Energised by Blitz, I found myself more willing to appreciate the finer points of Creative Assembly’s reworking of Ensemble’s template. The feel in campaign and traditional multiplayer is much as in 2009 (and not worlds away from the original Age of Empire, released in 1997). Bases are built in preset locations, and consist of a hub surrounded by plots for resource buildings and unit factories. Higher grades of unit like the UNSC’s sturdy Scorpion tanks or the Covenant’s unsightly yet devastating Blisterback missile platforms are unlocked by upgrading the hub.
Each type of factory also offers a welter of unit upgrades – grenades for Marines, for example, or turrets for your Warthogs – which can be more decisive at times than brand new units. There are no dedicated resource-gathering units, but you can send infantry to harvest the supply caches and Forerunner power generators that dot most maps. Control of the latter can be crucial, but it’s obviously unwise to weave a strategy around energy supplies that lie far beyond your defences.
CA has tweaked the game’s economic and construction underbelly a little, somewhat to fan ire.

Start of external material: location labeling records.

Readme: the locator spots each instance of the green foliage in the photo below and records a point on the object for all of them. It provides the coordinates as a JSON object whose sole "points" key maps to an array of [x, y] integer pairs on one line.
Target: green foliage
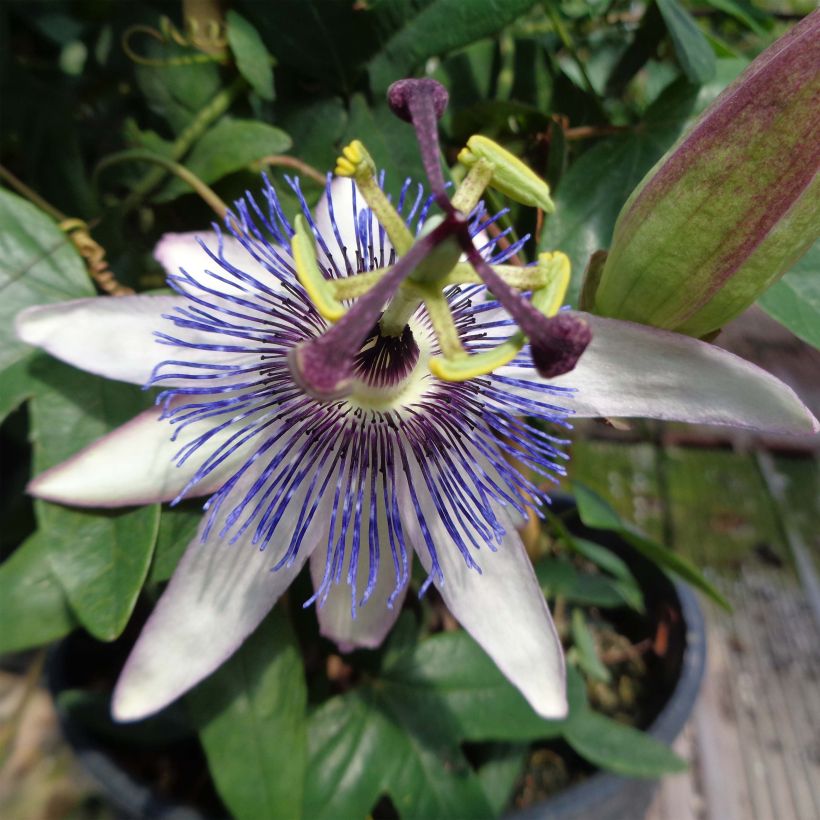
{"points": [[210, 161], [251, 719], [252, 58], [101, 558], [33, 606], [38, 265], [795, 300], [620, 748], [596, 513], [588, 101], [692, 49]]}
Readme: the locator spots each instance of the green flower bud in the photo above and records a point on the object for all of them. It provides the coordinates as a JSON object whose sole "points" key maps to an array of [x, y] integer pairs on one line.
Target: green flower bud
{"points": [[731, 207]]}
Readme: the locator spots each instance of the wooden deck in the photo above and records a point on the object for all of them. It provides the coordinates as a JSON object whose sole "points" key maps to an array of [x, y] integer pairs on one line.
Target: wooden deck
{"points": [[752, 521], [749, 518]]}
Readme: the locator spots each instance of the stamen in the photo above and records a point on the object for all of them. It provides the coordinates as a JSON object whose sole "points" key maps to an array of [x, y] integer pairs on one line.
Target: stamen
{"points": [[324, 367], [556, 343]]}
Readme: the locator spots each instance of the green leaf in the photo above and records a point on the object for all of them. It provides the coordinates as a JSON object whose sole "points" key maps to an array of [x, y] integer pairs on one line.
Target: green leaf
{"points": [[586, 649], [15, 385], [252, 58], [596, 513], [33, 606], [93, 711], [315, 126], [251, 714], [38, 265], [359, 750], [560, 579], [177, 528], [500, 771], [101, 558], [400, 731], [442, 26], [794, 301], [591, 193], [691, 46], [754, 19], [450, 675], [175, 92], [619, 748], [229, 146]]}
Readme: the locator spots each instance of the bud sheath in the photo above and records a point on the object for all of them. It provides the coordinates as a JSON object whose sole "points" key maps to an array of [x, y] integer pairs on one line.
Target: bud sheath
{"points": [[731, 207]]}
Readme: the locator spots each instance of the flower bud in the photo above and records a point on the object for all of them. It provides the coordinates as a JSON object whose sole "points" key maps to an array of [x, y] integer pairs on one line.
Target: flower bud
{"points": [[731, 207]]}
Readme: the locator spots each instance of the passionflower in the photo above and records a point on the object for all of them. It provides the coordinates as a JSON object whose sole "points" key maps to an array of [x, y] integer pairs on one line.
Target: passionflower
{"points": [[346, 391]]}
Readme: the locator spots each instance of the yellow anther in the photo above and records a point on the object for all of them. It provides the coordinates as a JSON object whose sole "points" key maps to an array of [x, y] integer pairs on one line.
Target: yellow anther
{"points": [[319, 289], [556, 268], [510, 176], [355, 162], [471, 366]]}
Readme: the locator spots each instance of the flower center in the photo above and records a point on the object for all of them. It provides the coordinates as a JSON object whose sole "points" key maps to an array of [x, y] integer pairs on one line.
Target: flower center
{"points": [[390, 371], [386, 361]]}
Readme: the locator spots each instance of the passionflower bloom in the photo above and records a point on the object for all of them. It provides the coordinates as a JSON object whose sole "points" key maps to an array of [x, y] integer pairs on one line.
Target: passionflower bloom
{"points": [[348, 393]]}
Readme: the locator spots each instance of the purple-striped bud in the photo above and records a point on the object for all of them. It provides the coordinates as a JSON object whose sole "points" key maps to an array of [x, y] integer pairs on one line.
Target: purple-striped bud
{"points": [[731, 206]]}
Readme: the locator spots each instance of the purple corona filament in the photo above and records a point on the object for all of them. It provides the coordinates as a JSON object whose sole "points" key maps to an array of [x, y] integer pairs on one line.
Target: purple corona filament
{"points": [[455, 442]]}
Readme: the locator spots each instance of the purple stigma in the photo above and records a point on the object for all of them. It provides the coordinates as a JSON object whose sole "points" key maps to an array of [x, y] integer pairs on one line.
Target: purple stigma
{"points": [[556, 343], [422, 102], [325, 367]]}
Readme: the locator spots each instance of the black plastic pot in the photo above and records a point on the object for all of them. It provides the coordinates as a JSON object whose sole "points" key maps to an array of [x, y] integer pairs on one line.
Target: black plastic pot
{"points": [[601, 797], [611, 797]]}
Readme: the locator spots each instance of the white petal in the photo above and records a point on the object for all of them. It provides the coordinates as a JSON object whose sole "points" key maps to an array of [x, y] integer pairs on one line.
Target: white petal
{"points": [[108, 336], [218, 595], [374, 620], [634, 370], [184, 251], [341, 199], [136, 464], [503, 608]]}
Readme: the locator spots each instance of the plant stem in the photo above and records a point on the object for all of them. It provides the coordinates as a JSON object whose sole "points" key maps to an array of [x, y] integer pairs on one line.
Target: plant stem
{"points": [[209, 114], [165, 165]]}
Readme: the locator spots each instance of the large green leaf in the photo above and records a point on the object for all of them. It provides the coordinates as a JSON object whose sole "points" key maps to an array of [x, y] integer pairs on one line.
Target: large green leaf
{"points": [[449, 679], [252, 58], [621, 749], [595, 512], [316, 126], [33, 606], [593, 190], [229, 146], [500, 771], [38, 265], [795, 300], [177, 528], [441, 27], [691, 46], [175, 88], [15, 385], [399, 732], [101, 558], [559, 578], [251, 718], [359, 751]]}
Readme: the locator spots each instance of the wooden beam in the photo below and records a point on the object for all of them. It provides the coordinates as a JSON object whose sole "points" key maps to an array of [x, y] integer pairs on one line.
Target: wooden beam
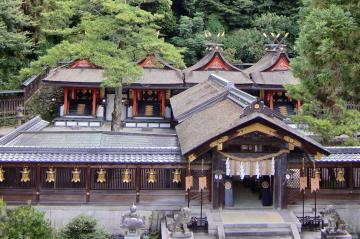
{"points": [[66, 108], [88, 184], [163, 95], [298, 105], [37, 183], [138, 183], [93, 110], [134, 103]]}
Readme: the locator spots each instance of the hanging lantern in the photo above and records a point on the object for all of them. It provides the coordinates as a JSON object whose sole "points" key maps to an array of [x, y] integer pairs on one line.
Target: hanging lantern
{"points": [[152, 176], [317, 174], [25, 175], [101, 176], [340, 176], [50, 175], [177, 176], [75, 176], [2, 175], [126, 176]]}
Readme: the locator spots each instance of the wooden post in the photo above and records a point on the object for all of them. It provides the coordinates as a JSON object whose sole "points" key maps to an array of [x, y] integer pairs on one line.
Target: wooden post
{"points": [[93, 111], [350, 177], [271, 100], [280, 186], [163, 98], [134, 103], [66, 103], [88, 184], [298, 104], [138, 183], [37, 183]]}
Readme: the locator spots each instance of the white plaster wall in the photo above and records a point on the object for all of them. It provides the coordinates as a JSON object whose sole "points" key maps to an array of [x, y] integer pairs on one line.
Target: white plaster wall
{"points": [[109, 105]]}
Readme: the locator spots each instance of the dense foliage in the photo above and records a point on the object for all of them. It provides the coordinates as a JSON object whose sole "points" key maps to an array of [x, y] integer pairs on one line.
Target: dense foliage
{"points": [[328, 64]]}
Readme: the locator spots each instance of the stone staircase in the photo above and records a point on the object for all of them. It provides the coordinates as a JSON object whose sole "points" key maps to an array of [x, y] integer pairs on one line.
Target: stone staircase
{"points": [[260, 224], [260, 231]]}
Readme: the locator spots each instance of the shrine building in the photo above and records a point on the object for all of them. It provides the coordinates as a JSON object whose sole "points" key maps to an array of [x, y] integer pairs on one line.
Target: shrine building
{"points": [[211, 129]]}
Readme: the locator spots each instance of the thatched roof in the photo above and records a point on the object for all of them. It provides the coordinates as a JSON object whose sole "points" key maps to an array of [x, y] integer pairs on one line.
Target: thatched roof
{"points": [[203, 121], [204, 94], [265, 75]]}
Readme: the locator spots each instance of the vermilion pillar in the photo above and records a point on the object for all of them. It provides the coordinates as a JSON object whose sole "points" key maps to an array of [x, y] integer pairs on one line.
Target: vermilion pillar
{"points": [[93, 111], [271, 100], [163, 95], [134, 103], [66, 93], [298, 104]]}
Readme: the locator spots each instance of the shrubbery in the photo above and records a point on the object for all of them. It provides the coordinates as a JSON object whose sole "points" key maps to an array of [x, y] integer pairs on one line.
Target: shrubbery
{"points": [[83, 227], [26, 222]]}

The addition of a second resource type may strike some players as a welcome pressure, others as needless fuss. The fact that there’s no longer a dedicated research building also makes it harder to sabotage an opponent’s access to elite units, including monstrous entities like the Covenant Scarab – rather than drive-by-shooting reactors, you’ll have to target either the construction facility in question or blow up the entire base.
Less controversially, the new mouse-and-keyboard interface covers all the options you’d want in a game of this ilk, from numbered control groups through unit order queueing to the ability to save and tab to map locations. The presentation is also surprisingly sensitive, as chaotic as things can get – units are distinguished by neat little animations, such as Covenant turrets shifting back and forth on their supports like nervous crabs, and unit barks do a good job of filling you in on events out of view. I was frequently able to distinguish who exactly was being clobbered by what from the audio alone.
The campaign missions are the game’s least intriguing features so far – an extended tutorial comprised of linear scraps against semi-scripted opposing forces. It doesn’t help that Halo’s over-arching story and universe are so long in the tooth – I used to edit Halo bookazines for a living and let me tell you, one ancient Forerunner artefact is pretty much another, however huskily it’s introduced. There are only so many wistful choral interludes a man can take before he resorts to the bottle. With any luck, later missions will owe more to the original game’s more inspired chapters than the burgeoning swamp of melodrama that is the expanded Halo universe. That scrap with the half-destroyed Scarab, for example, or the fight against the Flood on the hull of a UNSC cruiser.
Halo Wars 2 is unlikely to be a transcendent hit, but there are touches of greatness throughout its design, and if this is Creative Assembly at its least imaginative, the execution seems watertight. It has a great foundation to build on and in the form of Blitz, at least, a hint of sorely needed swagger. Let’s hope it finds its feet.